Infectious diseases remain a major health challenge in developing countries, compounding the woes of growing noncommunicable diseases such as chronic kidney disease (CKD). Increased morbidity and mortality have been reported among CKD patients with hepatitis infection and may necessitate protocol for treatment, follow-up, and prevention of spread. We aimed to determine the prevalence of viral hepatitis B and C infections among CKD patients and the effects on their liver enzymes. In this retrospective study, 314 CKD patients screened for hepatitis C virus (HCV) and hepatitis B surface antigen (HBsAg) were reviewed. Participants were screened at the time of diagnosis of CKD or referral, using qualitative enzyme immunoassay rapid test kits before the initiation of treatment. Individuals who were reactive to human immunodeficiency virus were excluded, and data were analyzed using IBM SPSS Statistics version 21.0. Participants included 206 males (65.6%) and 108 females (34.4%), with a mean age of 50.5 ± 16.3 years. The seroprevalence of HBsAg, HCV, and coinfection was seen in 15.6% (49), 4.8% (15), and 0.92% of the patients, respectively. More than half (63.6%) of the seropositive patients were below 50 years of age. Alanine transaminase (ALT) activity was higher in HCV seropositive than negative (10.5 ± 10.5 vs. 21.2 ± 35.9) (P = 0.001), while aspartate transaminase (AST) and alkaline phosphatase (ALP) were similar. ALT, AST, and ALP were also similar between HBsAg-seropositive and HBsAg-negative patients. The prevalence of hepatitis B and C is high among our CKD patients. This suggests the need for improved screening and treatment of hepatitis infection in this group. Immunization may also be essential to prevent its spread among patients requiring hemodialysis.

How to cite this article:
Ogunleye A, Oluwafemi TT, Akinbodewa AA, Daomi VO, Adejumo OA, Omisakin TC. Seroprevalence of Hepatitis B, C and coinfection among patients with chronic kidney disease in a Nigerian hospital. Saudi J Kidney Dis Transpl 2020;31:647-54

How to cite this URL:
Ogunleye A, Oluwafemi TT, Akinbodewa AA, Daomi VO, Adejumo OA, Omisakin TC. Seroprevalence of Hepatitis B, C and coinfection among patients with chronic kidney disease in a Nigerian hospital. Saudi J Kidney Dis Transpl [serial online] 2020 [cited 2020 Dec 6];31:647-54. Available from: https://www.sjkdt.org/text.asp?2020/31/3/647/289451



   Introduction Top


Viral hepatitis remains a major infectious disease of public health concern across the globe. Hepatitis B and C are significant contributors to the burden of communicable diseases, especially in sub-Saharan Africa, compounding the effects of noncommunicable diseases such as chronic kidney disease (CKD) which is reportedly on the increase. Hepatitis B and C are the most common viral infections among individuals with renal disease.[1] They have been associated with poor prognosis and are significant independent risk factors for death in patients with CKD.[2]
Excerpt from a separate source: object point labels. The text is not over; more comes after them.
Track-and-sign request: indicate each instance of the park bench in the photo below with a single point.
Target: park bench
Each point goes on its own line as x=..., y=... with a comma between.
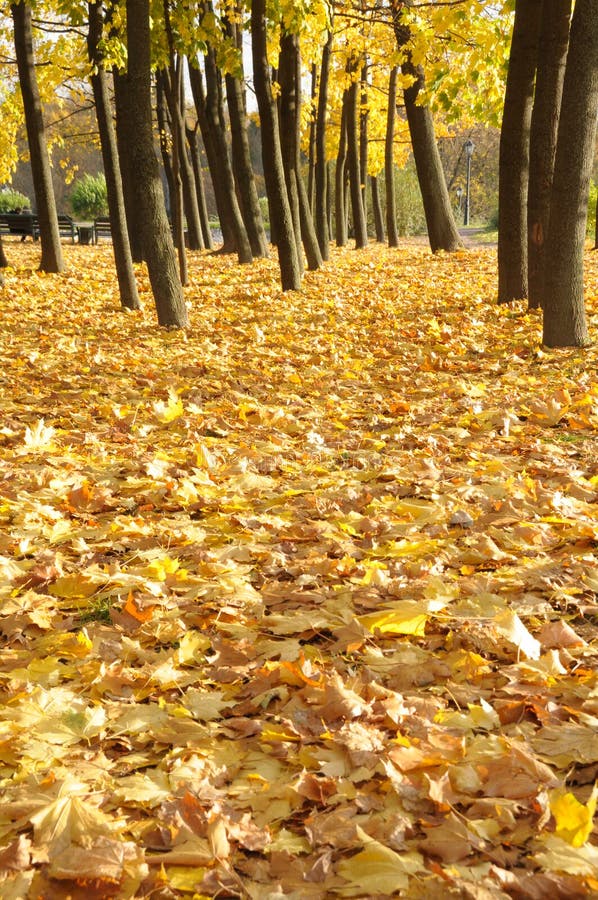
x=101, y=228
x=24, y=224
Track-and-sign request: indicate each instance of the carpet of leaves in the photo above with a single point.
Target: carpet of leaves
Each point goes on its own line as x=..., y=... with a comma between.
x=302, y=602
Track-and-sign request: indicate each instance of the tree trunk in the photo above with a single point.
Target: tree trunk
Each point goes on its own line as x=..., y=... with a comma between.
x=280, y=210
x=440, y=221
x=290, y=110
x=564, y=312
x=204, y=220
x=51, y=258
x=241, y=155
x=377, y=210
x=321, y=174
x=552, y=57
x=352, y=101
x=165, y=143
x=123, y=261
x=229, y=241
x=363, y=143
x=287, y=111
x=155, y=229
x=215, y=112
x=513, y=167
x=124, y=139
x=311, y=172
x=175, y=181
x=340, y=213
x=389, y=166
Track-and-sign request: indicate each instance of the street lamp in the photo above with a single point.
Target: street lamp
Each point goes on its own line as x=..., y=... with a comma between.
x=468, y=148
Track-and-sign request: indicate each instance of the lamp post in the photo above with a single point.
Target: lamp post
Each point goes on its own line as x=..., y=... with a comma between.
x=468, y=148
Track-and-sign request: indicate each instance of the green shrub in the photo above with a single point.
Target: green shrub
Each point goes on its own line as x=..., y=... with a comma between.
x=88, y=197
x=11, y=200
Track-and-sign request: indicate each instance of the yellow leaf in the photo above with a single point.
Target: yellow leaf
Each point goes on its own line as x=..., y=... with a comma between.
x=405, y=618
x=574, y=820
x=159, y=569
x=378, y=869
x=168, y=412
x=75, y=585
x=512, y=628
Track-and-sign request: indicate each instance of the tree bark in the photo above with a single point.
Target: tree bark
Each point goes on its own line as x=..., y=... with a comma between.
x=290, y=105
x=440, y=221
x=564, y=312
x=215, y=113
x=124, y=139
x=552, y=57
x=340, y=213
x=311, y=172
x=123, y=261
x=51, y=256
x=280, y=211
x=513, y=167
x=287, y=109
x=155, y=228
x=377, y=210
x=241, y=155
x=229, y=244
x=321, y=173
x=352, y=101
x=204, y=219
x=363, y=142
x=172, y=165
x=389, y=166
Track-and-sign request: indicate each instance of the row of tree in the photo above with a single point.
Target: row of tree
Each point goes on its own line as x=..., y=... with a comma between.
x=377, y=74
x=547, y=152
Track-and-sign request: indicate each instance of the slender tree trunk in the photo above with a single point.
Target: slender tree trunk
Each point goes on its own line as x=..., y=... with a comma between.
x=339, y=188
x=155, y=229
x=215, y=112
x=564, y=312
x=377, y=210
x=321, y=175
x=311, y=171
x=364, y=142
x=389, y=166
x=513, y=167
x=51, y=258
x=204, y=219
x=287, y=111
x=165, y=143
x=175, y=180
x=229, y=243
x=124, y=139
x=241, y=155
x=290, y=80
x=442, y=230
x=280, y=211
x=123, y=261
x=352, y=101
x=553, y=44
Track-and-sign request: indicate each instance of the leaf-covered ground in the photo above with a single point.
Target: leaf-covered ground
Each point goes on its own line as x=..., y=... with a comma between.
x=302, y=603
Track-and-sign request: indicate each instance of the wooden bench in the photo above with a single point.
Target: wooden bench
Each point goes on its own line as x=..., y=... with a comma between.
x=24, y=224
x=101, y=228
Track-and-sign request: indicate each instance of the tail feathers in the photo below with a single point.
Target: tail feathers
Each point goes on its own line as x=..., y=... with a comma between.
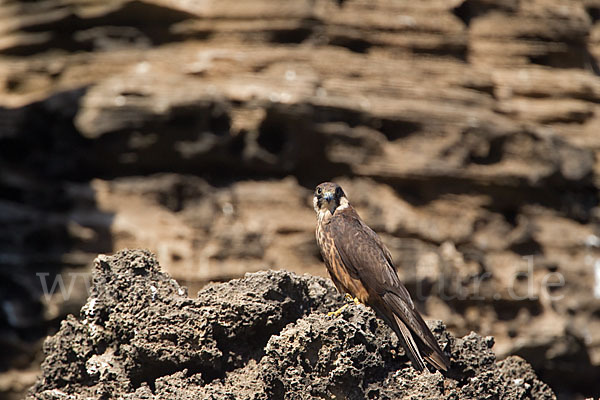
x=409, y=345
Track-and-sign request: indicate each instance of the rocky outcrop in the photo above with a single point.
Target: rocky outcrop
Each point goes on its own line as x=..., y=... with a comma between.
x=266, y=336
x=465, y=132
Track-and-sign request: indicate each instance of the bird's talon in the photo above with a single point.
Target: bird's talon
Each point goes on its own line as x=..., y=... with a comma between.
x=338, y=311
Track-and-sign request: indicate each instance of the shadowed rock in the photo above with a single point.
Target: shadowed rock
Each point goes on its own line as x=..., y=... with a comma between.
x=265, y=336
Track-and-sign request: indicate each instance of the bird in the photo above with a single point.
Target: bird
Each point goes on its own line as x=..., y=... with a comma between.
x=361, y=267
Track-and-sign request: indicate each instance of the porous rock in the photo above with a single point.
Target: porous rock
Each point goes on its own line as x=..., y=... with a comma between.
x=265, y=336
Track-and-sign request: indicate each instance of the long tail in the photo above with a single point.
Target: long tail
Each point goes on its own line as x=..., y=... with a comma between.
x=413, y=333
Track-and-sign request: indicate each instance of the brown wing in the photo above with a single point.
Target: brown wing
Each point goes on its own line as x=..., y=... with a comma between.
x=366, y=258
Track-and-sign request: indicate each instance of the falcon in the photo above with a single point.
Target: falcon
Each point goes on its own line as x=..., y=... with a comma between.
x=361, y=266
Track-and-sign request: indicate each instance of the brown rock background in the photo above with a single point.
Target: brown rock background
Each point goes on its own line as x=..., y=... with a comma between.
x=465, y=132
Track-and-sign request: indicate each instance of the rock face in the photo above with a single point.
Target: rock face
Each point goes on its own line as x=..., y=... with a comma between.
x=266, y=336
x=464, y=131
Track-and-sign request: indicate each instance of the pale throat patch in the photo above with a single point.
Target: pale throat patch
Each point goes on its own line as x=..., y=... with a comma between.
x=326, y=213
x=343, y=204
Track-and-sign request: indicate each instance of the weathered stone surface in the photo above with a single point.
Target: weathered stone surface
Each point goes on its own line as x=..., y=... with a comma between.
x=465, y=132
x=266, y=336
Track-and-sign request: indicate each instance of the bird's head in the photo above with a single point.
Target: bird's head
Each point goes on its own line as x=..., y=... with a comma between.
x=329, y=197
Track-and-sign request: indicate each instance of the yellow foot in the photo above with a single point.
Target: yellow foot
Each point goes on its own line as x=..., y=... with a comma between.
x=350, y=300
x=338, y=311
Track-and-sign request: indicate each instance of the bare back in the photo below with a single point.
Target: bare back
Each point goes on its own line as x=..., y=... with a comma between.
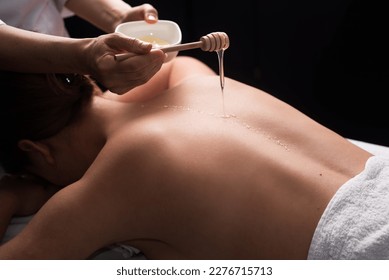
x=247, y=180
x=179, y=177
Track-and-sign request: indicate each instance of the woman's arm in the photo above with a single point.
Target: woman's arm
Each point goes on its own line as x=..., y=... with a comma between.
x=107, y=14
x=26, y=51
x=171, y=74
x=21, y=196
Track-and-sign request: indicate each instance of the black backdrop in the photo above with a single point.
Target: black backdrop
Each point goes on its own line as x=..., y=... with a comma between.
x=328, y=58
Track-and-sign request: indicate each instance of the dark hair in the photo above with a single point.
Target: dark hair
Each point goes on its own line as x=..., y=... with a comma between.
x=36, y=107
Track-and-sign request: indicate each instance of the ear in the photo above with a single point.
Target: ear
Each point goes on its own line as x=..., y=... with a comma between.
x=37, y=148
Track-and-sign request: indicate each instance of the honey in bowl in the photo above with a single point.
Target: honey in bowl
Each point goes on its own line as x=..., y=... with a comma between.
x=157, y=42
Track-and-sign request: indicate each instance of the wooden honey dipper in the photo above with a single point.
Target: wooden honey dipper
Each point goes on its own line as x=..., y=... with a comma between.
x=214, y=41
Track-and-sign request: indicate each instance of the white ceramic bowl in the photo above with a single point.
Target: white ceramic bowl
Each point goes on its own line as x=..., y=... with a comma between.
x=161, y=33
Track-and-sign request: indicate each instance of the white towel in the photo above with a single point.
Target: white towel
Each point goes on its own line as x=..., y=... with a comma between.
x=355, y=224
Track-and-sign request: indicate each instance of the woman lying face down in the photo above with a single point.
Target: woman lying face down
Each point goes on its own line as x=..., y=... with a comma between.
x=179, y=175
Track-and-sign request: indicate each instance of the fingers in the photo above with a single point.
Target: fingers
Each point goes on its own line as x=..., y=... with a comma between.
x=134, y=71
x=121, y=44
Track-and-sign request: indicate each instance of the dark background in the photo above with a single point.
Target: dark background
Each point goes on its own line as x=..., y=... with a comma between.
x=327, y=58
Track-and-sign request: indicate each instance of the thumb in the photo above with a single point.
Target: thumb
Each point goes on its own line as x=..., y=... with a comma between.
x=129, y=44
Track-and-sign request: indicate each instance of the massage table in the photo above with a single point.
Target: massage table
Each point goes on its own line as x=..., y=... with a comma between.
x=123, y=252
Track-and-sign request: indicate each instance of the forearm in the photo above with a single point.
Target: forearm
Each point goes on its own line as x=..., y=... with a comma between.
x=105, y=14
x=25, y=51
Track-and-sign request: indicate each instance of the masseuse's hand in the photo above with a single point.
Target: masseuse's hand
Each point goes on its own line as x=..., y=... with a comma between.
x=122, y=76
x=27, y=193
Renal disease is associated with reduced immunity; hence, these patients do not clear the viral infections efficiently.[3] Consequently, CKD patients with hepatitis B and or C exhibit increased risk for chronic liver disease, complications in renal transplantation, and high mortality rate.

Glomerulonephritis (GN) associated with viral hepatitis B and C has been implicated as an important cause of glomerulopathy. While GN associated with the formation of immune complexes or effects of virus-induced cyto-kines/mediators on renal tissue is a well-described complication of chronic hepatitis B,[4],[5] renal disease is also an established extrahepatic manifestation of hepatitis C virus (HCV) infection.[6]
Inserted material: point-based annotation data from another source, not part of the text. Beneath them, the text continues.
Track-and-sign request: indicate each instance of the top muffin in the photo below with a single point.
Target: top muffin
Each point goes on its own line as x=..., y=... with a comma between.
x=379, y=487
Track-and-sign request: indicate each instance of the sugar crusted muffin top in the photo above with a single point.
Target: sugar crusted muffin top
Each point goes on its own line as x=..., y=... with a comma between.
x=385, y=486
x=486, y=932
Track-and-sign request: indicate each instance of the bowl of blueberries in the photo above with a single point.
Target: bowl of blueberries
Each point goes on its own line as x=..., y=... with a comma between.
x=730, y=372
Although the mechanisms responsible for viral hepatitis-related renal disease are uncertain, a direct cytopathic activity of HCV on renal parenchyma,[7] formation of immune complexes in the renal mesangium following HBV and HCV infections has been suggested.[5] Hepatitis B surface antigen (HBsAg) is expressed in renal tubular epithelial cells where it is suggested to upregulate complement-mediated inflammation and enhance nephropathy.[8] Polyarteritis nodosa, a vasculitis affecting medium-sized arteries, has been described in HBV infection, while some individuals may be genetically predisposed to nephropathy.[9],[10]
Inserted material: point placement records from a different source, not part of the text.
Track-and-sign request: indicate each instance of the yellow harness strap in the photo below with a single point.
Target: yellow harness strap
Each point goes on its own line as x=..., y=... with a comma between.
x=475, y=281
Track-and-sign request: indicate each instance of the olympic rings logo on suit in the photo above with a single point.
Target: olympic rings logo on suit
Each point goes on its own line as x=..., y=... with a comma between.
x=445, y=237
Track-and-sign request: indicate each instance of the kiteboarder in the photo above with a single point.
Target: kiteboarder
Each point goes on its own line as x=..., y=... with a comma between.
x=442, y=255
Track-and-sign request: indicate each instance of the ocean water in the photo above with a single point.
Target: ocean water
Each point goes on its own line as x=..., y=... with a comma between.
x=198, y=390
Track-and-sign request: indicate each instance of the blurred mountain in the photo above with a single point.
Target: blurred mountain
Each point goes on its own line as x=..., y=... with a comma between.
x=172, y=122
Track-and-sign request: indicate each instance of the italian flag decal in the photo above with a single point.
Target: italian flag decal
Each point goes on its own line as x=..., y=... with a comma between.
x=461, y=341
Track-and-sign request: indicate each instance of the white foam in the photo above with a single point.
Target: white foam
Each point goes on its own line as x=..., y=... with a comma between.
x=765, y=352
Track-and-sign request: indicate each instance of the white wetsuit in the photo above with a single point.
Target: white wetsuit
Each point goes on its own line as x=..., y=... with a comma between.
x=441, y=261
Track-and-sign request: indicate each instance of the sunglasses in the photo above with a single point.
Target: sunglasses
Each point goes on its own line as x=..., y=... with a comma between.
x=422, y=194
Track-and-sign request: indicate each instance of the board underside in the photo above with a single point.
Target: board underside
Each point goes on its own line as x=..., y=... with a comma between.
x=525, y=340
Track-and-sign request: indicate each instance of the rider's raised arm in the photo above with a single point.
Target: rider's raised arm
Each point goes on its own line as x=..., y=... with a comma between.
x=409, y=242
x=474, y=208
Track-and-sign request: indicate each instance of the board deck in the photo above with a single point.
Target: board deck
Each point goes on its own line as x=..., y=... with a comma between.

Hepatitis B and C are implicated in renal injuries, and individuals requiring hemo-dialysis (HD) are also at increased risk of hepatitis infection. These patients, especially those with end-stage renal disease (ESRD), often require transfusions of blood or blood products which may be associated with a higher relative risk of HBV and HCV infection (associated with residual risk of transmission during the serological “window period”).[11] Concern has also been raised about the possibility of exposure to contaminated HD equipment during treatment coupled with other at-risk activities such as injections due to frequent parenteral interventions and sexual intercourse.[12] Patients with ESRD may also be at increased risk of HCV infection; this may be linked with impaired humoral and cellular immune system associated with renal insufficiency.[13],[14] This study set out to determine the seroprevalence of viral hepatitis and the possible effects on liver function.


   Methods Top


This was a three-year retrospective study of patients with clinical and biochemical diagnosis of CKD between January 2015 and December 2017. A pro forma was used to extract the clinical and sociodemographic data of both inpatients and outpatients, who availed services at the center. The results of serology screening and biochemical tests were extracted from relevant documents.

Participants were screened for the presence of antibodies to HBsAg and HCV using one-stage enzyme immunosorbent assay (EIA) immunoassay rapid screening kits (DiaSpot Diagnostics, USA). All participants were screened before the commencement of treatment or HD, and individuals who were reactive to anti-HIV screening were excluded from the study. The diagnosis of CKD was based on the clinical history and estimated glomerular filtration rate (eGFR) according to the KDIGO classification. eGFR was determined using modification of diet in renal disease formula. The seropositivity to HBV was defined by the detection of HBsAg and seropositivity to HCV by the detection of anti- HCV.

Study center

This study was conducted at the Kidney Care Center (KCC) of the University of Medical Science Teaching Hospital Ondo, Ondo State, Nigeria. KCC is a government-owned 18- bedded multidisciplinary center that attends to patients with kidney diseases and other cardiovascular disorders. It is located in Ondo West Local Government, Ondo State, Nigeria.

Ethical consideration

Ethical approval was obtained from the hospital’s ethical committee before commencement of the research work.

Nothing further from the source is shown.